Ana Castro & Cosette Castro
Brasília – Em texto anterior, falamos sobre um assunto doloroso: a burocracia após a morte de um ente querido, em meio a dor e ao luto. Hoje vamos seguir tratando de assuntos espinhosos: o cuidado antes da morte, em casos terminais. Nele, podemos deixar registrado nossos desejos e planejar o futuro.
Respire fundo! Não é um tema fácil.
Em geral não gostamos de pensar em planejamento do pré-morte. Nem da morte em si, porque pensar na finitude, nossa ou dos outros, assusta. Dói. É mais fácil deixar pra lá e seguir vivendo sem pensar adiante.
Estamos falando sobre os procedimentos que deverão ser tomados, caso uma de nós sofra um acidente grave ou sejamos acometidas por doenças sem cura, como ocorre com as doenças neurodegenerativas, por exemplo.
Isto é, estamos falando sobre as Diretivas Antecipadas de Vontade (DAV), popularmente conhecidas como Testamento Vital.
O Testamento Vital é uma espécie de Diretivas Antecipadas de Vontade. É um documento público, feito no cartório. Nele, uma pessoa, no uso das sua capacidade mental, pode deixar registrada (para a família, para o hospital e para os médicos) como quer ser tratada. Isso no caso de que a perspectiva de vida – com qualidade e dignidade – mude radicalmente. A pessoa decide e se responsabiliza sobre o seu futuro.
A responsabilidade sobre a vida e sobre a forma de morrer não é transferida para a família. A pessoa deixa registrado seus desejos e vontades. Reduz-se, assim, o risco de brigas em família, que podem ter opiniões diferentes dos desejos de quem sofre um acidente ou está enfrentando uma doença sem cura.
Além do Testamento Vital há ainda a procuração para cuidados de saúde. É outra espécie de Diretivas Antecipadas de Vontade. Nessa procuração, uma pessoa designa uma ou mais pessoas, informando ordem de preferência, para decidir sobre os cuidados relativos à sua saúde, caso venha a se encontrar impossibilitada de expressar livre e autonomamente a sua vontade. Aqui os desejos e vontades são terceirizados. Outra pessoa fica responsável por decidir por você, em seu nome.
Diretrizes Antecipadas de Vontade são diferentes de testamento. O testamento começa a entrar em ação depois da morte. Já a DAV garante que a vontade da pessoa enferma ou acidentada seja cumprida, enquanto ainda está viva, mas inconsciente.
Ao deixar registrada uma DAV no cartório e entregar copias para a família, é possível evitar conflitos. Quando – e se – ocorrer um quadro irreversível de saúde, o médico só poderá realizar o prolongamento da vida, como o uso de práticas de reanimação, mediante autorização da paciente. Essa dolorosa decisão deixa de recair sobre familiares ou amigas que, em meio a burocracia hospitalar e procedimentos médicos, precisam lidar com o medo, o desespero e com sua própria dor.

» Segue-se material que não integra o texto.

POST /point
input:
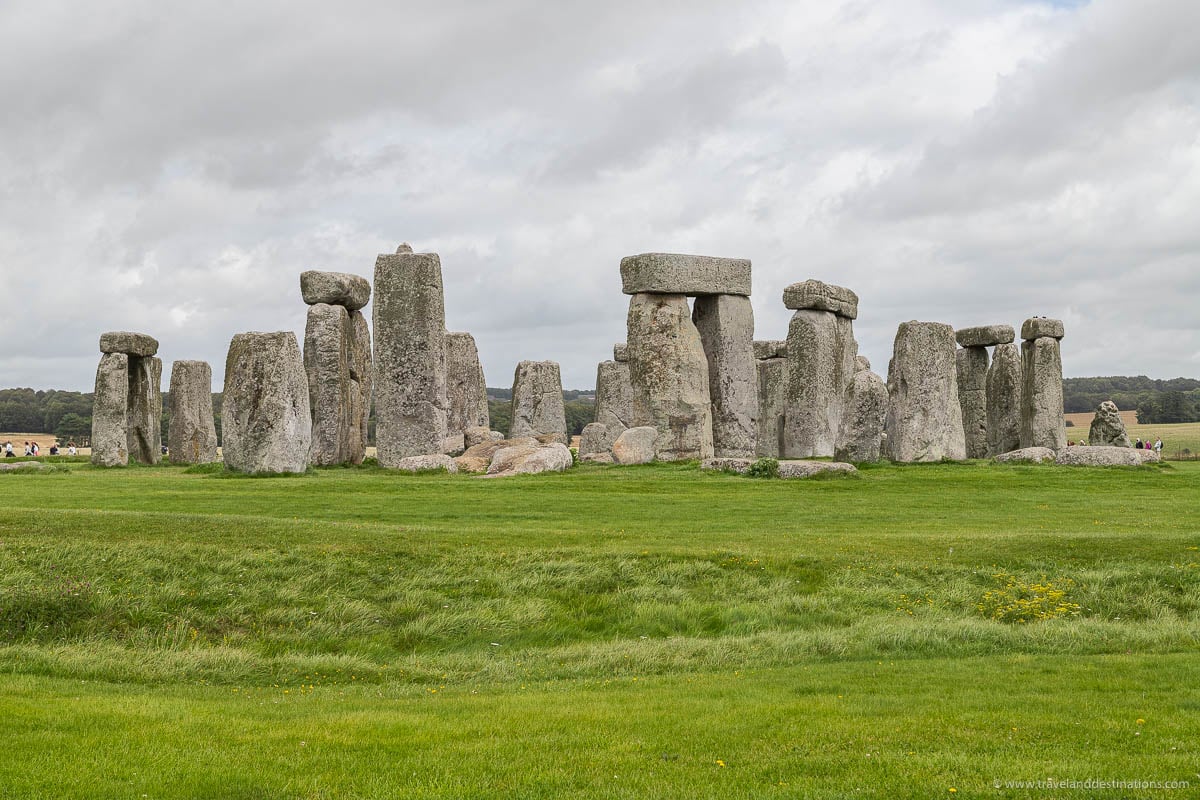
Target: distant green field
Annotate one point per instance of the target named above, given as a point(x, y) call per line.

Embora ainda sejam pouco usadas no Brasil, um país que se nega a reconhecer que está envelhecendo, o uso de DAVs vêm crescendo em outros países. Nos últimos anos 20 anos, Espanha (2002), Alemanha (2009), Reino Unido (2009), Uruguai (2009), Argentina (2009), Portugal (2012), França (2016) e Itália (2017) regulamentaram legalmente o tema.
As DAVs no Brasil
Em 2012, o Conselho Federal de Medicina (CFM) criou a resolução CFM nº 1.995. E no Congresso Nacional há um projeto de lei desde 2018 (PLS 267), que dispõe sobre sobre as DAV e os cuidados médicos em pacientes em determinadas situações..
Com a chegada do Covid-19, da gravidade do vírus e da necessidade de isolamento social, é possível registrar uma DAV de forma eletrônica no cartório, a partir de videoconferência.

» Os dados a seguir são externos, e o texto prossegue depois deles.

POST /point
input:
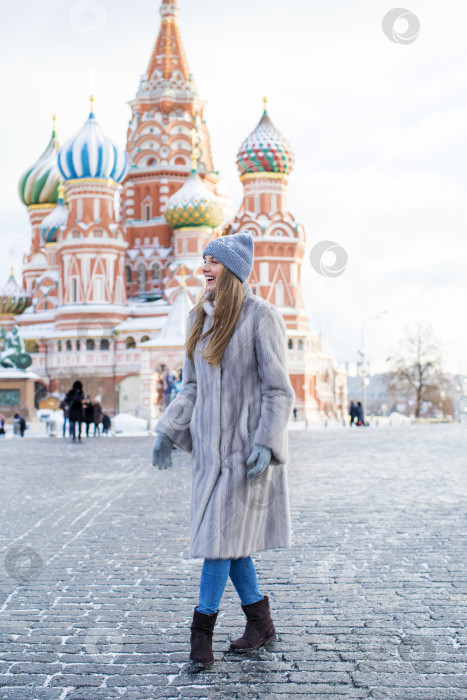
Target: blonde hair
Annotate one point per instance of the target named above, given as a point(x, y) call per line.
point(229, 300)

Em tempos de pandemia, a pessoa contaminada por COVID-19 não poderá ser acompanhada por seus familiares ou amigos ao ser internada. Isso pode significar uma morte mais solitária do que as que ocorrem normalmente no ambiente hospitalar, quando as visitas e acompanhantes são permitidas. O registro dos seus desejos sobre cuidados médicos e hospitalares poderia ajudar a receber tratamentos que respeitem sua vontade, garantindo qualidade de vida.
Em um primeiro momento, conversar sobre as Diretivas Antecipadas de Vontade pode causar constrangimento e rebuliço na família e mesmo entre amigas. Algumas pessoas podem até confundir a proposta de planejamento do futuro com depressão ou desapego à vida. Afinal, falar sobre sentimentos e desejos são temas pouco discutidos nas famílias. Mas pode ser um bom exercício para mudar a cultura do silêncio sobre viver e (como) morrer em um país como o Brasil.
PS: Gratidão a Cristina Flores pela sugestão de pauta.